Dropping Postrevolutionary Categories

     
On radicalism, I'm happy to compromise with Hank and would settle for a moratorium. Ten years? I'd even go as low as five, if we could only get Jonathan Israel on board...
More seriously, Hank's thoughtful response highlights one of the issues I was trying to get at, namely, how difficult it is for us to think about old-regime politics without framing our arguments in terms of a Left/Right opposition. To be sure, this opposition was not born ex nihilo in 1789, and one could trace genealogies of liberal, "progressive" thought (loosely speaking, the Left) and of traditional, "conservative" thought (loosely speaking, the Right). But I would reiterate that doing so flattens and can even distort pre-revolutionary political ideas. When we sigh in disappointment at Diderot's apparent lack of nerve at the end of "Autorité politique," we are judging him by a different framework than his own. Diderot simply did not think it was a good idea to empower the people with revolutionary agency. He made this argument explicitly in the Supplément au voyage de Bougainville, which remained unpublished during his lifetime and thus did not need to pass a censor's review:
We must speak out against senseless laws until they're reformed and, in the meanwhile, abide by them. Anyone who on the strength of his own personal authority violates a bad law theby authorises everyone else to violate the good. Less harm is suffered in being mad among madmen than in being wise on one's own.[87]
One might be tempted to view this statement as a kind of proto-Burkean conservatism, but that would be an anachronistic and oversimplified reading of Diderot's position. Despite superficial resemblances, his argument here is neither conservative, nor progressive, in any post-1789 sense. It draws instead from a kind of historical prudence, and a memory of the French wars of religion. It was after all these wars (and Henri IV's actions) that provide the context for Diderot's final argument, in "Political Authority," that by "resisting … men have never corrected princes or abolished taxes…. [T]hey have merely added a new measure of misery to the misfortunes they were already lamenting."[88] From a quasi-utilitarian perspective, Diderot rejects resistance as ineffective and ultimately counterproductive.
By urging us to set aside our postrevolutionary categories, I do not mean to press for relativism. We should not limit ourselves to judging the past by its own standards. But with respect to political thought, our own standards can seem rather narrow. We may have a more limited political imagination today than before the French Revolution. We have difficulty conceiving of politics that mixes views that we would now identify as Left or Right.
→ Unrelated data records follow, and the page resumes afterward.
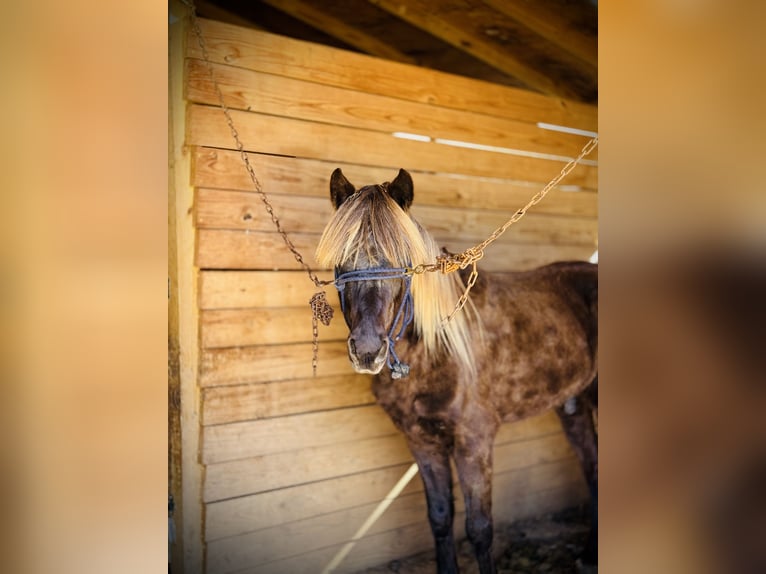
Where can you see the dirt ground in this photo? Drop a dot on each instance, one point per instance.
(549, 544)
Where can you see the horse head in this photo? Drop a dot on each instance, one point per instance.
(369, 242)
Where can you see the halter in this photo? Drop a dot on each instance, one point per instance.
(405, 313)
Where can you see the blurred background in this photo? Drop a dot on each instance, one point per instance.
(84, 286)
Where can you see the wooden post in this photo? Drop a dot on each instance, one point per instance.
(183, 314)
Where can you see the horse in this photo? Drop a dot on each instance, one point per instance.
(524, 343)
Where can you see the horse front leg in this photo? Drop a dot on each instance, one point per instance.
(437, 479)
(473, 458)
(577, 420)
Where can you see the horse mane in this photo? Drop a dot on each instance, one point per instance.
(372, 228)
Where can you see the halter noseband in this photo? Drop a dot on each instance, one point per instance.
(405, 313)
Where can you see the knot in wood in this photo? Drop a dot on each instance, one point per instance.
(321, 309)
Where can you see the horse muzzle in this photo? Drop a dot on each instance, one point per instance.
(368, 356)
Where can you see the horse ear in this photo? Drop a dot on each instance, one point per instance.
(401, 189)
(340, 188)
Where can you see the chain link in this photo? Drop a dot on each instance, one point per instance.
(321, 310)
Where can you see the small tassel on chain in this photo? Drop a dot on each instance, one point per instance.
(322, 311)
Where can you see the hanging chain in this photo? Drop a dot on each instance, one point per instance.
(321, 310)
(454, 261)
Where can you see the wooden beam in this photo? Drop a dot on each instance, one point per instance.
(551, 23)
(314, 16)
(206, 9)
(278, 55)
(181, 199)
(450, 26)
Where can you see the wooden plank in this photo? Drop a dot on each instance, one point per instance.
(269, 472)
(189, 514)
(224, 169)
(255, 512)
(300, 138)
(278, 55)
(234, 249)
(229, 404)
(280, 470)
(243, 327)
(478, 224)
(268, 545)
(218, 209)
(271, 549)
(247, 439)
(230, 249)
(459, 28)
(264, 289)
(281, 96)
(271, 363)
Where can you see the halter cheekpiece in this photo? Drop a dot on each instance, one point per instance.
(405, 313)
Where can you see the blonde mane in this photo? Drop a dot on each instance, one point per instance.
(371, 228)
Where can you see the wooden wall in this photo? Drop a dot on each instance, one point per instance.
(292, 465)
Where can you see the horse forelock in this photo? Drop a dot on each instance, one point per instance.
(370, 229)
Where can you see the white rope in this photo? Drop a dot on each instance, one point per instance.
(372, 519)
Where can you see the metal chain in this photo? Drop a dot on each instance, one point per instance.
(321, 310)
(454, 261)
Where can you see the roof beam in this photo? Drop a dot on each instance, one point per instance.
(313, 15)
(555, 26)
(450, 26)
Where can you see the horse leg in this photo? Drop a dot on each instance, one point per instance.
(437, 479)
(473, 458)
(577, 421)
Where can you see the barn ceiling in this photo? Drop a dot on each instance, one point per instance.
(549, 46)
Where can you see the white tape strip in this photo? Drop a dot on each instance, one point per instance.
(372, 519)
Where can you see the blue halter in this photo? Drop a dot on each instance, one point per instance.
(405, 313)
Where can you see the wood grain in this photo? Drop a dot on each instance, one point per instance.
(260, 51)
(281, 96)
(273, 399)
(300, 138)
(224, 169)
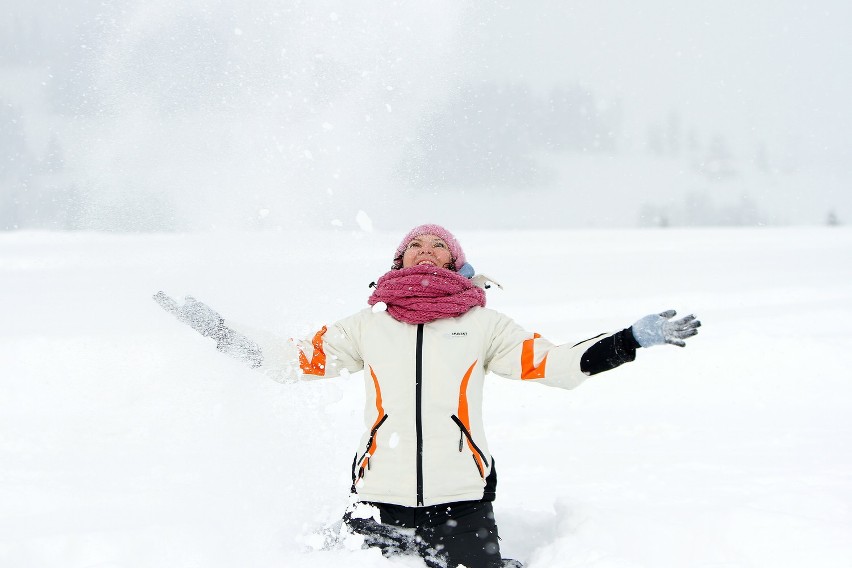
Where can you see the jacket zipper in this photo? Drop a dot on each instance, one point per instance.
(418, 413)
(367, 453)
(467, 434)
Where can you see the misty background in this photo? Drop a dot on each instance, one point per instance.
(223, 114)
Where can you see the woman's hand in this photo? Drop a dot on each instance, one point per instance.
(657, 329)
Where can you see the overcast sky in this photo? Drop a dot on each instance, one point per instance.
(190, 104)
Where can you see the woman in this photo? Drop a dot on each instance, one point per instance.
(423, 478)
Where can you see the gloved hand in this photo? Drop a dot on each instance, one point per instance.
(206, 321)
(657, 329)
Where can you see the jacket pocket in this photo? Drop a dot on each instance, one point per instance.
(362, 464)
(478, 456)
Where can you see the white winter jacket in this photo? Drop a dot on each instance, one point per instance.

My suggestion to ban radicalism as an analytical category was meant to go in this sense — if we hope to gain a fuller understanding of old-regime political thought, a good place to start is by dropping postrevolutionary categories.
Endnotes
[87.] "Supplément au voyage de Bougainville," in Diderot, Political Writings, ed. and trans. John Hope Mason and Robert Wolker (Cambridge: Cambridge University Press, 1992), 74.
[88.] Diderot, "Political Authority," in Encyclopedic Liberty: Political Articles in the Dictionary of Diderot and d'Alembert, ed. and trans. Henry C. Clark and Christine Dunn Henderson (Indianapolis, IN: Liberty Fund, 2016), 20.